Я ее гладил по волосам — все, что мог, — пока она не затихла. Потом погасил лампу и пошел к папе. Я боялся, что с ним что-нибудь может случиться. А он все так же лежал, свесив руку, с закинутой головой и открытым ртом. Я снял с него ботинки, перевернул на бок и подсунул ему подушку под голову. И мне все казалось — в какой уж раз! — что это кто-то другой, а не папа. Только похожий на него, но не папа. Кто-то страшно притворяющийся им, как это делают оборотни в сказках, чтобы детей пугать. Мой папа не может быть таким! Я вам говорю, не может! У него голубые, ясные глаза, он заразительно смеется, мой папа, он подкидывает Юльку к потолку, а меня обнимает за плечи, он спит рядом с мамой, и утром она не плачет, а распевает песни, — вот он какой, а не этот!..
Что-то на меня нашло. Я стоял перед ним и покачивался. Я даже застонал — так мне захотелось ударить его изо всей силы, сбросить на пол и топтать ногами до тех пор, пока не станет умолять, пока не поклянется, что никогда больше не появится в нашем доме в такой страшной личине, что мы будем видеть только нашего папу, а не его!
Потом очутился на кухне и опять пил воду. Потом лежал в папиной кровати рядом с мамой и прислушивался к ее дыханию, пока не стало светать. А когда проснулся, Юльки уже не было, а из гостиной доносились голоса: один мамин, а другой — тети Веры. Они громко говорили…
— Значит, проспал? — Виктория Ивановна переспросила. И глаз с меня не спускает. — По-твоему, это достаточное оправдание, Малышев?
— Это уже не в первый раз, Лёша, — напомнила Нина Юрьевна, нервничая. — Не понимаю, что с тобой случилось. Ты стал хуже учиться. Какой-то невыдержанный стал… У тебя все в порядке дома?
Я молчу, а сам быстро-быстро вспоминаю слова тети Веры. То есть хочу вспомнить, а ничего не получается, как бывает со снами. Что-то вертится, мелькает… вот сейчас вспомню… нет!
— Отвечай, когда тебя спрашивают! Мы тебя пригласили не в молчанку играть!
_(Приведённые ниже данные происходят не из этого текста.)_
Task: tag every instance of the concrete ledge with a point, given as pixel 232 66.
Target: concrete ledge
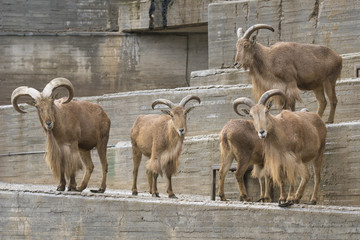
pixel 30 212
pixel 340 183
pixel 232 76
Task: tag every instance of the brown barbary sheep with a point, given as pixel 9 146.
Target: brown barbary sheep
pixel 291 140
pixel 290 66
pixel 238 140
pixel 72 129
pixel 160 138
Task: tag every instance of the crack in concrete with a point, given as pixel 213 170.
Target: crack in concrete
pixel 281 16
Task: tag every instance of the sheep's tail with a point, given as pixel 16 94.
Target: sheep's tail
pixel 283 165
pixel 53 156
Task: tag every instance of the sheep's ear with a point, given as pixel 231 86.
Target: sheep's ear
pixel 166 111
pixel 189 109
pixel 253 40
pixel 245 111
pixel 240 32
pixel 31 103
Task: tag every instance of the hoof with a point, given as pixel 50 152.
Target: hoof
pixel 286 204
pixel 60 188
pixel 172 196
pixel 313 202
pixel 79 189
pixel 244 198
pixel 100 190
pixel 222 198
pixel 72 189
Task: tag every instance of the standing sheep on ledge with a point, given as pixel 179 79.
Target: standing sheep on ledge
pixel 72 129
pixel 291 139
pixel 160 138
pixel 290 66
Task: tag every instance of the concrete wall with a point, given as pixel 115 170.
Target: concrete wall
pixel 23 132
pixel 40 40
pixel 332 23
pixel 100 64
pixel 39 214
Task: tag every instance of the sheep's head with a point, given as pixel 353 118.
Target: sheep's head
pixel 245 45
pixel 177 113
pixel 43 101
pixel 259 112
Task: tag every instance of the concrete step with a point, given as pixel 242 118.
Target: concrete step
pixel 340 182
pixel 39 213
pixel 233 76
pixel 296 21
pixel 23 132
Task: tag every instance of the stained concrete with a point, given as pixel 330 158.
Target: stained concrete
pixel 38 212
pixel 333 23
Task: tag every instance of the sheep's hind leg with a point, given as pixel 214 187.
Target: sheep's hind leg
pixel 102 152
pixel 169 190
pixel 320 97
pixel 226 161
pixel 154 190
pixel 72 184
pixel 89 167
pixel 62 184
pixel 136 163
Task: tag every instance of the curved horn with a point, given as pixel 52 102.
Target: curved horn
pixel 188 98
pixel 56 83
pixel 23 91
pixel 255 27
pixel 268 94
pixel 166 102
pixel 243 100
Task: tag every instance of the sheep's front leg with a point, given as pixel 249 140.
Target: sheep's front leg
pixel 89 167
pixel 62 184
pixel 169 190
pixel 154 190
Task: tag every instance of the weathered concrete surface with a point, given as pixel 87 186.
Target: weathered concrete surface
pixel 118 215
pixel 23 132
pixel 340 182
pixel 333 23
pixel 167 15
pixel 58 15
pixel 100 64
pixel 232 76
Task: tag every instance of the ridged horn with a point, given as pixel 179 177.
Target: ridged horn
pixel 166 102
pixel 57 83
pixel 255 27
pixel 243 100
pixel 268 94
pixel 188 98
pixel 23 91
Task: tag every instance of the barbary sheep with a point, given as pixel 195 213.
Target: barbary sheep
pixel 72 129
pixel 290 66
pixel 238 140
pixel 160 138
pixel 291 139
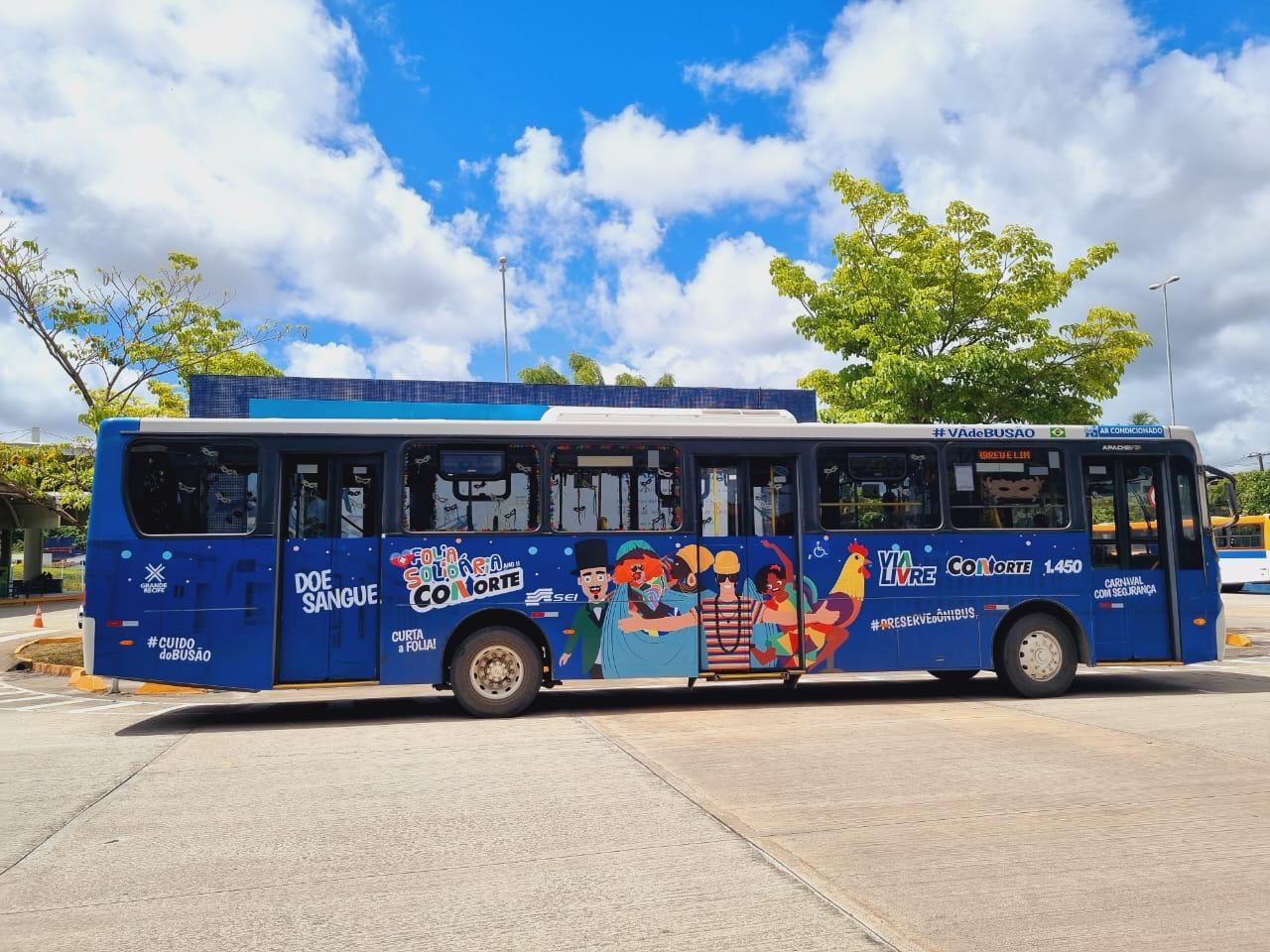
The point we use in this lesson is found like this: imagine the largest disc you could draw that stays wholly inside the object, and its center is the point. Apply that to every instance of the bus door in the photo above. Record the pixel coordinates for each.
(327, 619)
(1129, 558)
(749, 585)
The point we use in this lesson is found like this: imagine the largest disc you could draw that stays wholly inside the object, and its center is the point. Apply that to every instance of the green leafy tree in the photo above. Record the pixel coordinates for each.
(1254, 492)
(948, 320)
(543, 373)
(128, 344)
(585, 370)
(56, 476)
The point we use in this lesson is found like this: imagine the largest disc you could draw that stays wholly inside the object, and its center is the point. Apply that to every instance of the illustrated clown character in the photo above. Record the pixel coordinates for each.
(643, 572)
(593, 578)
(726, 619)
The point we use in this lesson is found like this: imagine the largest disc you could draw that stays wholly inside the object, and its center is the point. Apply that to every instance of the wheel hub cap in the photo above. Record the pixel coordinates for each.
(1040, 655)
(497, 671)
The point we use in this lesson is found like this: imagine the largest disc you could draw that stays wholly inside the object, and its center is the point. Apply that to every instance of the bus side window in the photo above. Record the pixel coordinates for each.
(470, 489)
(1189, 552)
(1007, 488)
(615, 489)
(186, 488)
(885, 488)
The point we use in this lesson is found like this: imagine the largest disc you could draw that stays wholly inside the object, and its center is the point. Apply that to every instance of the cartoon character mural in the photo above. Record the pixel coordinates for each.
(747, 627)
(775, 636)
(826, 620)
(649, 629)
(593, 578)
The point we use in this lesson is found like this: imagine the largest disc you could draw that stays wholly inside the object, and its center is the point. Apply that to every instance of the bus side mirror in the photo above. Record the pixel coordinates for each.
(1213, 476)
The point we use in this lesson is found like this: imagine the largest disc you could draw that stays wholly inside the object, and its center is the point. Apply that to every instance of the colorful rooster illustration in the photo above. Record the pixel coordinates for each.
(830, 617)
А сама уже вся красная, Виктория Ивановна. Такая же, как в магазине была, когда на продавщицу орала. Я тоже покраснел и сказал.
— Не кричите на меня. Лучше не кричите.
Она откинулась в кресле.
— Что-о?! — Своим ушам не поверила.
А Нина Юрьевна поспешно:
— Лёша, что с тобой? Никто не кричит. Мы просто беседуем, Лёша.
— Мы слышали, Малышев… и больше не смей делать мне замечания!.. мы слышали, что твой отец пьет. Это так?
Только сказала, я как вскочу!
— Откуда узнали?
А она:
— Неважно, как мы узнали. Правда или нет?
— Не трогайте моего отца! — закричал я. — Это не ваше дело!
И вот тут у меня будто что-то вспыхнуло в памяти. Я рванулся к двери.
— Малышев, ты куда?!
А я уже открыл дверь, выскочил в коридор.
— Малышев, назад!
Это Виктория Ивановна закричала. Как собак подзывают: «Рекс, к ноге!» А меня уже нет в кабинете, я уже бегу по коридору и вниз по лестнице.
Не знаю, что они подумали, — может быть, что я с ума сошел. Наверно, смотрели в окно, как я мчусь через школьный двор и прыгаю в автобус (он как раз на остановке стоял). У меня только одна мысль была: не опоздать бы, потому что уже часа два прошло, как мама ушла с тетей Верой из дому, а я только сейчас вспомнил и догадался, балда и дурак! Только сейчас!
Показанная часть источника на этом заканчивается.